In a recent article published in BMC Public Health, researchers investigated the effects of six months of multi-level workplace interventions aimed at decreasing sedentary behavior (SED) or increasing moderate to vigorous physical activity (MVPA) on the mental health of office workers.
They tested two different multi-level interventions, the PA intervention (iPA) and the SED intervention (iSED), with the former targeting increasing MVPA and the latter on reducing SED in the current three-armed cluster randomized controlled trial (RCT) conducted among teams of 263 office workers working in either a retail or a finance company in Sweden.
Study: Improving movement behavior in office workers: effects of two multi-level cluster-RCT interventions on mental health. Image Credit: Summit Art Creations/Shutterstock.com
Background
Office workers are sedentary for up to 82% of their work time and remain sedentary even during non-work hours. Since PA and SED may affect mental well-being, this behavior frequently leads to depression or anxiety symptoms and stress among office workers.
While SED may be reduced, for instance, by engaging them in structured exercise, no reductions in SED less than 100 min per 8 h workday are clinically meaningful. Similarly, interventions can increase PA levels; however, the effects of the two on mental health remain obscure.
Systematic reviews of previous studies point to a lack of high-quality RCTs investigating the effects of multi-level workplace interventions on mental health outcomes in office workers.
Either they lacked adequate sample sizes or control conditions or relied on self-reported measures of movement behaviors by office workers rather than accelerometers.
In addition, studies have not shed light on biochemical mechanisms driving mental health outcomes via increased PA or reduced SED. Therefore, well-designed RCTs are needed to establish these effects.
About the study
The present RCT included 263 office workers aged 18–70 who could stand and move. They were randomly allocated to one of two intervention groups or a control group.
The first intervention group focused on increasing MVPA (iPA), and the other on reducing SED (iSED).
They received face-to-face professional health guidance and a detailed manual to help complete their respective interventions, manually track their PA or SED in a logbook, and complete cognitive behavioral therapy (CBT) assignments.

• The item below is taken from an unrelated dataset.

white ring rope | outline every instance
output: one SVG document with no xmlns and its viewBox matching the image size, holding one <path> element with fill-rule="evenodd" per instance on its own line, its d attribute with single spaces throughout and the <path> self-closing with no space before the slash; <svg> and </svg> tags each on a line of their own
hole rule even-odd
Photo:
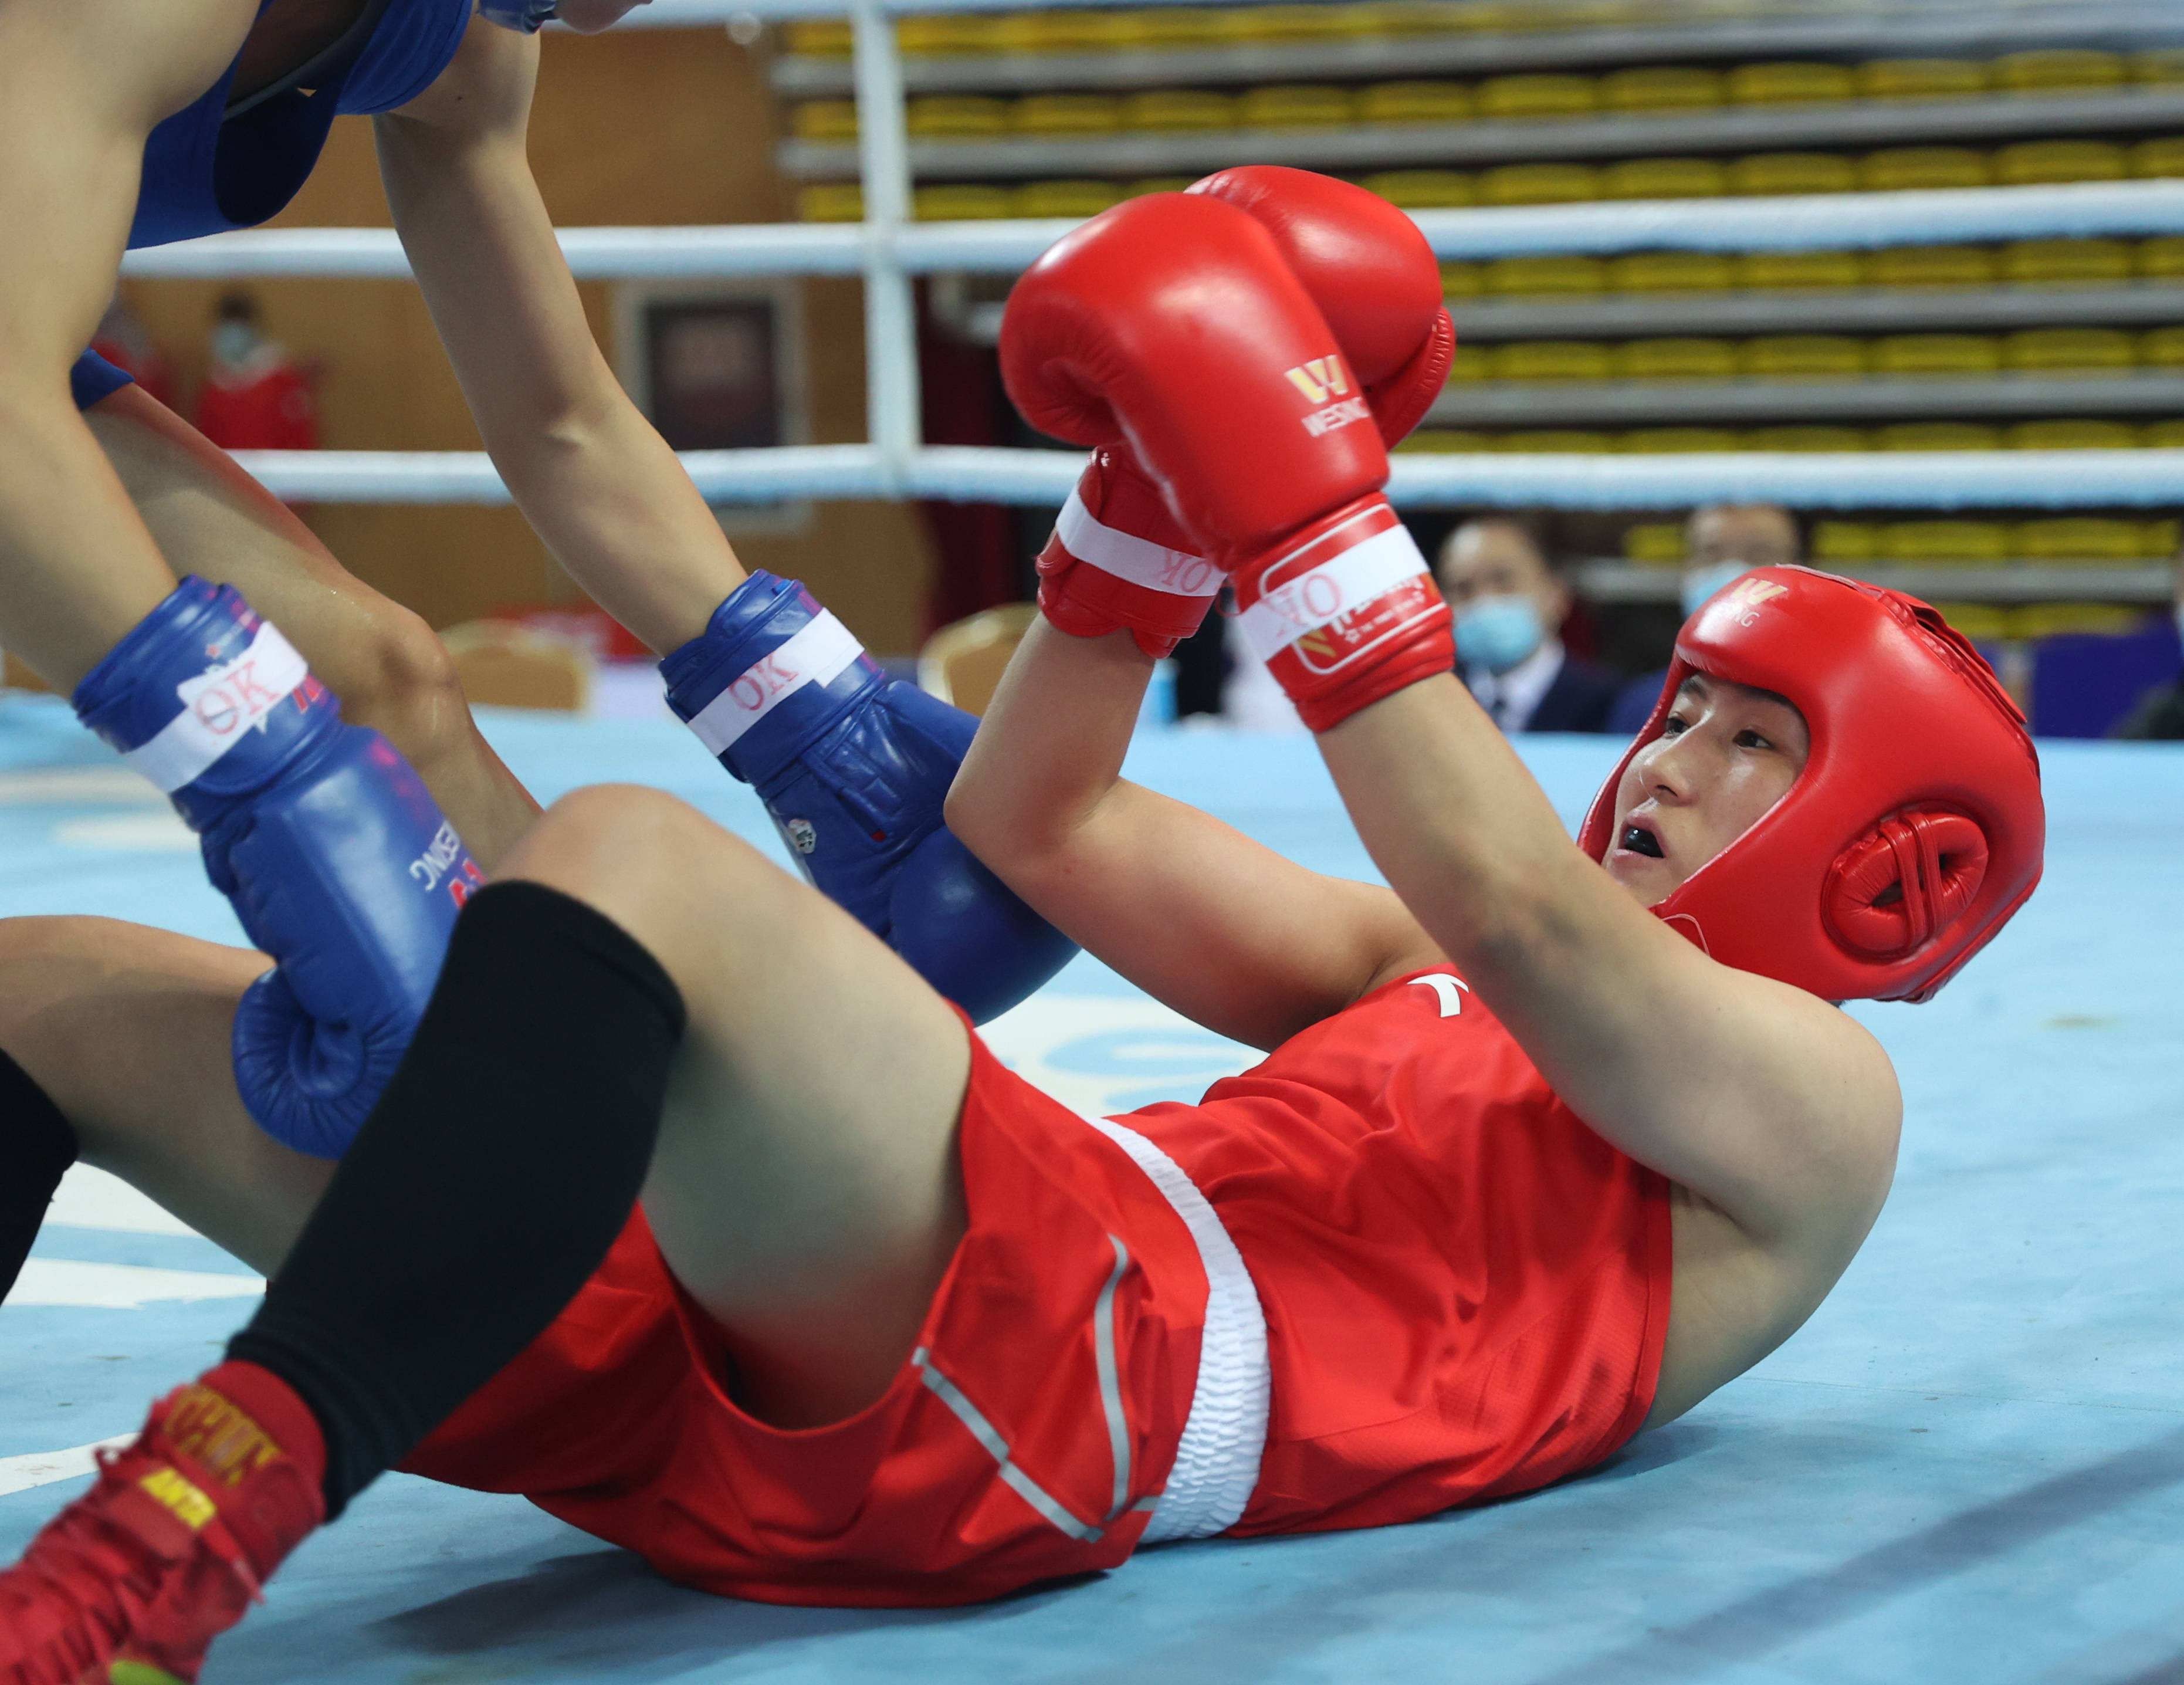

These interventions continued for six months, spread across different seasons for different teams. At the end, all participants completed a web-based survey, including questions on mental health and demographics.
While PA and SED were considered proximal outcomes expected to be directly impacted by iPA and iSED, mental health outcomes were considered distal outcomes.
The study participants had high levels of PA and SED at baseline despite efforts to recruit less active office workers.
Thus, researchers hypothesized that the interventions elicited changes in mental health outcomes via mechanisms other than intended changes in movement behavior, such as increased social support.
The team used a 14-item Hospital Anxiety and Depression Scale (HADS) to assess depression and anxiety symptoms and a World Health Organization-Five Well-Being Index (WHO-5) to assess mental well-being.
Likewise, they evaluated the third component of mental health, i.e., stress, using a single-item stress question.
Finally, the researchers used linear mixed effects models to analyze the effects of study interventions versus controls.
Results
Most study participants were female, with an average age of 42 years. They had favorable levels of mental health at baseline.
Immediately after six months of interventions, only mental well-being improved in the group that focused on reducing SED, compared to the control group.
Even though it also increased for the intervention group focusing on improving MVPA than the control group, these effects were statistically insignificant.
The authors, however, noted no significant effects of interventions on depression/anxiety symptoms or stress in office workers.
Discussion and conclusion
In this study, trained health coaches and the companies’ staff delivered both interventions. However, statistically significant intervention effects were found for the iSED group, most likely due to the following reasons.
Participants perceived fewer barriers to reducing their time spent in SED. They spent substantial amounts of time in SED at baseline.
Drop-out from the iSED group was larger than the iPA group; however, these people were highly motivated, and self-efficacy concerning their movement behavior likely helped them improve their mental well-being.
A potential placebo effect might have played a role as the interventions were not placebo-controlled.
Adult Swedish populations enjoy good mental well-being compared to other European populations. Even at baseline, barely a few study participants had depression/anxiety symptoms (2% and 6%); only their stress levels at baseline were a little higher than the general population (30% vs. 14%).
However, their higher-than-average MVPA levels (on average ~100 minutes daily) might have compensated for some of this stress. All of these factors might have led to null effects of study interventions on depression/ anxiety symptoms and stress.
Further research is needed to investigate whether workplace-delivered movement behavior interventions improve some or all mental health outcomes.
Moreover, research should attempt to decipher which individuals benefit more from such interventions and their drivers. It could facilitate the tailoring of these interventions to a broader population.
At the same time, future studies should consider including placebo control groups for insights into the mechanisms by which movement behavior interventions improve mental health.
Even universal interventions, generating small effect sizes, are favorable as they are less likely to stigmatize people.
Overall, this study confirmed the beneficial effects of multi-level workplace interventions on the mental well-being of healthy office workers.